-
Notifications
You must be signed in to change notification settings - Fork 108
Description
Consolidating some of the discussion @ngam had around using NVIDIA GPU Cloud (NGC) containers as the base image for pytorch-notebook and ml-notebook, and potentially cupy (#322)
- Add cupy to ml notebooks #322 (comment)
- Use cudatoolkit=11 in both tensorflow and pytorch images #320 (comment)
- Benchmarks: uploading images ngam/ngc-ext-pangeo#24 (comment)
Is your feature request related to a problem? Please describe.
For machine learning and data analytics work that rely on NVIDIA Graphical Processing Units (GPUs), there are several optimizations related to drivers/hardware that can help to speed up processing workflows. Currently, the pytorch-notebook and ml-notebook docker images rely on CUDA libraries from conda-forge which are less optimized than what exists on NGC.
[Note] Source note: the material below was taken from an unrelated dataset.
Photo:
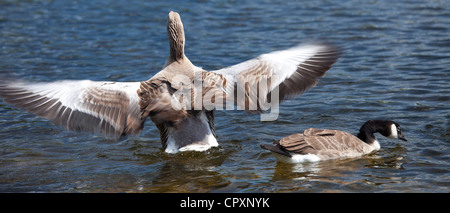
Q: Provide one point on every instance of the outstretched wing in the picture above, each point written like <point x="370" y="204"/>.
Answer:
<point x="111" y="108"/>
<point x="285" y="73"/>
Describe the solution you'd like
Refactor the pytorch-notebook and ml-notebook to be based on NGC containers instead of the current base-image. This might involve flipping the current installation pipeline from Pangeo-first/ML-second (base-notebook -> pangeo-notebook -> ml-notebook) to ML-first/Pangeo-second (ngc -> ml-notebook -> pangeo-notebook). Something that can help with this is a pangeo-notebook metapackage #359
Describe alternatives you've considered
Spin things off into a different repository (pangeo-gpu-docker-images?), or have a separate build chain (ngc-pytorch-notebook, ngc-ml-notebook) from the current CI/CD infrastructure.
Additional context
Add any other context or screenshots about the feature request here.
One benefit of chaging the build order to ML-first/Pangeo-second is that ML folks who don't need all of the heavy Climate/Ocean packages pangeo-notebook can get a slimmer ml-notebook. For example, if they're deploying a model to some server API, they can base their docker image on ngc-ml-notebook, instead of the current heavy ml-notebook.
Disadvantage is that the refactoring will require some effort, and we need to be careful to ensure this doesn't affect existing JupyterHub deployments.